Highly Controllable 3D Scaffolds with Inverted Colloidal Crystal Geometry as Hematapoietic Stem Cell Niches
Meghan J. Cuddihy1, Jungwoo Lee2, and Nicholas Kotov1. (1) Chemical Engineering, University of Michigan, 3074 HH Dow Building, 2300 Hayward St, Ann Arbor, MI 48104, (2) Biomedical Engineering, University of Michigan, 3074 HH Dow Building, 2300 Hayward St, Ann Arbor, MI 48104
Increasing numbers of studies have demonstrated that the 3D organization of ex vivo bone marrow analogs is essential for hematopoietic stem cell (HSC) expansion, development, and function. These 3D recapitulations of HSC niches could prove useful in the expansion and production of HSCs and their progenitors for therapeutic functions, as well as for drug toxicity testing. The goal of our research is to develop 3D HSC niche analogs for the expansion and differentiation of HSCs for drug toxicity testing.

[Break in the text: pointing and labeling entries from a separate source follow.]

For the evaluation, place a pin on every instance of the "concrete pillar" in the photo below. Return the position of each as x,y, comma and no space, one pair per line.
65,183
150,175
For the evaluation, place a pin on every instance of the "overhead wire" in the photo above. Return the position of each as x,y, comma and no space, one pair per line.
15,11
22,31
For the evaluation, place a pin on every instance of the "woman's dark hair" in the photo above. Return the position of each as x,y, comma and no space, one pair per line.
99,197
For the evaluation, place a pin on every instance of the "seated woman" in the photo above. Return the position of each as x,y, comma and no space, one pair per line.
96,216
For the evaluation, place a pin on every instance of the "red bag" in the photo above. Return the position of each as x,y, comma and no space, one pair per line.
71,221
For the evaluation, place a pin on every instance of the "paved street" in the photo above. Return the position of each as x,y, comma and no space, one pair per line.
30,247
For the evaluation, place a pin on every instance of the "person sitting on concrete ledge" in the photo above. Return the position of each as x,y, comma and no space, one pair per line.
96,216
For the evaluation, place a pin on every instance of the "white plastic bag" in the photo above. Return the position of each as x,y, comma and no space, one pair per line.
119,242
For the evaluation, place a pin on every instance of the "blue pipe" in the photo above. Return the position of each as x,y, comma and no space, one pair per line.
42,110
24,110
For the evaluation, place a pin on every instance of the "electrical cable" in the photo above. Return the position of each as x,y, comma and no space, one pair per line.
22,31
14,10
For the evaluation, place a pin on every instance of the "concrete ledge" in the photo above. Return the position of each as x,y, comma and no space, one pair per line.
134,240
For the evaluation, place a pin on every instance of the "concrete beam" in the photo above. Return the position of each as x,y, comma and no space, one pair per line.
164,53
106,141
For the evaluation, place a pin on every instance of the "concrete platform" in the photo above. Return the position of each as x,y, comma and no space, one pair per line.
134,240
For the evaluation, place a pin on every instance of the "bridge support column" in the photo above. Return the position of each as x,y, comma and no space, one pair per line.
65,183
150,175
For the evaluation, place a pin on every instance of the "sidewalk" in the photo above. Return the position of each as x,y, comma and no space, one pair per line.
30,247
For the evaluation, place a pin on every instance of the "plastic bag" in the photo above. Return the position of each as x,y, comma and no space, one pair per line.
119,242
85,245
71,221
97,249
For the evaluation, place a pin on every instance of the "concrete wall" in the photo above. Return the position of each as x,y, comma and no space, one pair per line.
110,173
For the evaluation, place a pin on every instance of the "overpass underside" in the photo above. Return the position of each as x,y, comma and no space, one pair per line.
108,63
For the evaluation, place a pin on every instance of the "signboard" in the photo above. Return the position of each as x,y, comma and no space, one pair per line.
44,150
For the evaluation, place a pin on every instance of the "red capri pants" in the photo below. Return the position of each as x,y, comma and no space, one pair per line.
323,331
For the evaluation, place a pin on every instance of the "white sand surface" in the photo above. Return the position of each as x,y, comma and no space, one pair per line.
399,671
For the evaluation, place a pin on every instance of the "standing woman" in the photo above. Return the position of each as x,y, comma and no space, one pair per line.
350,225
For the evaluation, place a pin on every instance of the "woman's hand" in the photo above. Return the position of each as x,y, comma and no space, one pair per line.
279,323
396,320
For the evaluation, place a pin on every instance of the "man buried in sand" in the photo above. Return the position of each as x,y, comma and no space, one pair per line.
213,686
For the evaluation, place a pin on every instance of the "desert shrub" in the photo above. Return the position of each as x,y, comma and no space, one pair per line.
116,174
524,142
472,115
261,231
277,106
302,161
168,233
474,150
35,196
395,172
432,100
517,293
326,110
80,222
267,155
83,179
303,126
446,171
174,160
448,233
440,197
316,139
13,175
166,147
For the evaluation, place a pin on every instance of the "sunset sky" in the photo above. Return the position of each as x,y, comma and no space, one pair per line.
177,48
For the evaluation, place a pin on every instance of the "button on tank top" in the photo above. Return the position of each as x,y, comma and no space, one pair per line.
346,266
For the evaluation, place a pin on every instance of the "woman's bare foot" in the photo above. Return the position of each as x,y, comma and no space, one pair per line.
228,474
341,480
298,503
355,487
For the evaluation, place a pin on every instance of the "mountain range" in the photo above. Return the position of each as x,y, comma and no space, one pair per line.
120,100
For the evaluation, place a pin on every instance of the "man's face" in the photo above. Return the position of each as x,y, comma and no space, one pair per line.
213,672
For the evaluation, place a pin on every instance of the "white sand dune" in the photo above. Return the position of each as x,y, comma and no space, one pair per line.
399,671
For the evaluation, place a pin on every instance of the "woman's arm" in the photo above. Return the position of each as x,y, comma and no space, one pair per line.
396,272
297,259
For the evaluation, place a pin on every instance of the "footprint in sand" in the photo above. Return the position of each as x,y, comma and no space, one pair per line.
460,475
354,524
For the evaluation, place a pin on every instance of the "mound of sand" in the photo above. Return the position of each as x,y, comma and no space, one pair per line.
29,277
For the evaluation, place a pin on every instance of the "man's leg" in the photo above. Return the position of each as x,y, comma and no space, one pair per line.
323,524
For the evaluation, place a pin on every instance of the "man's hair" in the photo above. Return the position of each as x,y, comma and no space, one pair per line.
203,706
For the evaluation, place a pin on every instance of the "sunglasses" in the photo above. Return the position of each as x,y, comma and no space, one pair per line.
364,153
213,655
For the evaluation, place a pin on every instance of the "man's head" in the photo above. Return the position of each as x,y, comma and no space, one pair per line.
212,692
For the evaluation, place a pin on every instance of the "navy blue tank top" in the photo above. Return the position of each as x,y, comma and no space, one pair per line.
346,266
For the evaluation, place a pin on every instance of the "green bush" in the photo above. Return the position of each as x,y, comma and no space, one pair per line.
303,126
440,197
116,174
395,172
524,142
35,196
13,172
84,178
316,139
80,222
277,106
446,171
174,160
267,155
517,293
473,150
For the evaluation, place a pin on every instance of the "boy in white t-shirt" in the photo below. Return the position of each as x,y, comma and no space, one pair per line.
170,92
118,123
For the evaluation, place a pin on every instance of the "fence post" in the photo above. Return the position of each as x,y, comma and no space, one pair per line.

For this purpose, our 3D hydrogel matrix possesses inverted colloidal crystal (ICC) geometry, which consists of highly interconnected empty spherical cavities arranged in an ordered hexagonal crystal lattice. To improve cell adhesion and to deliver cell signals, the surface of hydrogel ICC scaffold is coated with clay nanoplatelets utilizing the layer-by-layer (LBL) assembly technique.